The glint left his eyes quick as a flame leaves a candle wick, but a small smile endured. “Ah, that’ll be my son, Finnigan,” he said fondly.
A few minutes later, the water was boiled. Mr. O’Shea brought back two cups of black tea and gave me one. I paused to consider the chance that it was poisoned as part of his plan to throw me in the ground with all these other supposedly awake clients. But that smile of his was too genuine to be the smirk of a murderer.
While we sipped our tea, Mr. O’Shea would told me more stories about his awake wakes. There was the one for Miss Rita, the cocker spaniel who was so old and blind that she didn’t enjoy her party half as much as her owner, who kept a tight fist on the brandy, Mr. O’Shea said. And there was Harvey Martin, who had discovered that his brain tumor was just a shadow on the X-ray, but wanted to celebrate before the doctors changed their minds. And there were the twins, Beth and Bev, who had a while to go, but wanted to be recognized by their senior center as the championship bingo players they were before they died.
I listened to Mr. O’Shea until he noticed it was closing time. He gurgled a laugh and said, “Well we’ve talked away the hours haven’t we?”
I picked up my backpack. Before I left I said, “Mr. O’Shea, do you think I’ll be able to meet your son sometime? Finnigan?”

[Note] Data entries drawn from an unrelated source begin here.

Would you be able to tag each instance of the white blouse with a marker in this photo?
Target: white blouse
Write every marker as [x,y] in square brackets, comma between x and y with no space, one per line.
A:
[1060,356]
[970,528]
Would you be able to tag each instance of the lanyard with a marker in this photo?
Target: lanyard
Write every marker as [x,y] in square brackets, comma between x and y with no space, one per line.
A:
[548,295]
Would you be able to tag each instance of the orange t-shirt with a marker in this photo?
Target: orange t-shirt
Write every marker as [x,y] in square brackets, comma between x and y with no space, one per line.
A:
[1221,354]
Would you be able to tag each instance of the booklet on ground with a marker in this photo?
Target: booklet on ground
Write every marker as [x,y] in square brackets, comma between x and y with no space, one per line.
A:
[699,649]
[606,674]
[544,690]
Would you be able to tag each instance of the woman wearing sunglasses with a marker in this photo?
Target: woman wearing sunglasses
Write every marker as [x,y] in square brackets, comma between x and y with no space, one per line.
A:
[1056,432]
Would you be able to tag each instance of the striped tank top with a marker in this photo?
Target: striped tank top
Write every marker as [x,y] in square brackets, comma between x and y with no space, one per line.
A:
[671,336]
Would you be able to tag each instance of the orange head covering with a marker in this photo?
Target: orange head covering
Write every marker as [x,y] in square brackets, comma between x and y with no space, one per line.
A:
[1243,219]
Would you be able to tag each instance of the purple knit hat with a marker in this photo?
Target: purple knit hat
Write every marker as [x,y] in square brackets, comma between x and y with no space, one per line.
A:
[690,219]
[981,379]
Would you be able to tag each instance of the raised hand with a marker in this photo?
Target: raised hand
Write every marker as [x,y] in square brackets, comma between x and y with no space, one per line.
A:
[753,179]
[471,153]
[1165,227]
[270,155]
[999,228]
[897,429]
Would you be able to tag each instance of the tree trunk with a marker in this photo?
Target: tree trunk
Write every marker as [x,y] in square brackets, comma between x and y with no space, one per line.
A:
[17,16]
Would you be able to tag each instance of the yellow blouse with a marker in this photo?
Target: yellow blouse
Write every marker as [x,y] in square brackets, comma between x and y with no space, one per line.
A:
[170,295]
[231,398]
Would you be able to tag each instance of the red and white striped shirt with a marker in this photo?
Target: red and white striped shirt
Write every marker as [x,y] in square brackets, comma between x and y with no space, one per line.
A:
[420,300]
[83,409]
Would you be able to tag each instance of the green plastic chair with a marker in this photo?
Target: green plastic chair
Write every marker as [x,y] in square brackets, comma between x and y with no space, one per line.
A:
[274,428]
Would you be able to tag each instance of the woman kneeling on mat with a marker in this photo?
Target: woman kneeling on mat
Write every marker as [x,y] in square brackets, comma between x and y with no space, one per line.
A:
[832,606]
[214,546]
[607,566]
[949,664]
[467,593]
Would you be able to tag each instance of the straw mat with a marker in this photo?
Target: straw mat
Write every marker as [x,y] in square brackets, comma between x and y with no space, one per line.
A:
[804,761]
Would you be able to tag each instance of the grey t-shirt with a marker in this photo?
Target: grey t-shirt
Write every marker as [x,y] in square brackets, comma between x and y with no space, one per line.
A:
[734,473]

His white pipe cleaner eyebrows scrunched and the wrinkles on his forehead deepened. “Let’s hope you don’t meet him for a while, Jodie. But I’m sure I’ll be seeing Finnigan someday soon, and when I do I’ll tell him you said hello.”
I thanked Mr. O’Shea for the tea and the tour. I must have felt especially brave that day because then I said, “A lot of people are afraid of this place, Mr. O’Shea. But I don’t think it’s that scary."
His smile warmed the tiny room. “The only thing that’s scary is the thought of not being able to say goodbye. That’s what I’m here for. But you’re right, Jodie. Tisn’t scary. Tis sad sometimes when a client dies, but not scary.”
I picked up by backpack and said I should get going. “Bye, Mr. O’Shea. Thanks again.”
“Goodbye, Jodie.” He grinned so wide that his smile still stretches into my memory today.
Outside, Matt and John were gone. They probably thought I was a dead man and were too hungry for dinner to wait around to collect my corpse. The next day, I told Matt and John about Eleanor and Harvey Martin and the man with cancer and about Finnigan and Mr. O’Shea and wasn’t I brave for drinking the tea. They laughed.
”Jodie’s made friends with a wacky grandpa,” said John.
“Gonna have a spot of tea with him again today, Jodie?” said Matt.
They cracked some geriatric joke every time we passed Finnigan’s after that, so I never opened the red door again. I tried a few times to return alone, but at each visit I was met with a sign in the window that said “CLOSED casket.”
Finnigan’s closed a year later. Some people said it was haunted, others said Mr. O’Shea had camped out in the basement, but I knew that he’d left because there weren’t enough people in town to keep him in business. I’ve tried to contact Mr. O’Shea all these years later, but I could never find him. Sometimes I still walk back to Finnigan’s and wave at the dusty skeleton. I look at the rusty doorknob and wonder what it is about coffins that gives people the creeps. But mostly, I stare at the green paneling and I feel lucky to have been able to say goodbye to Mr. O’Shea before he left.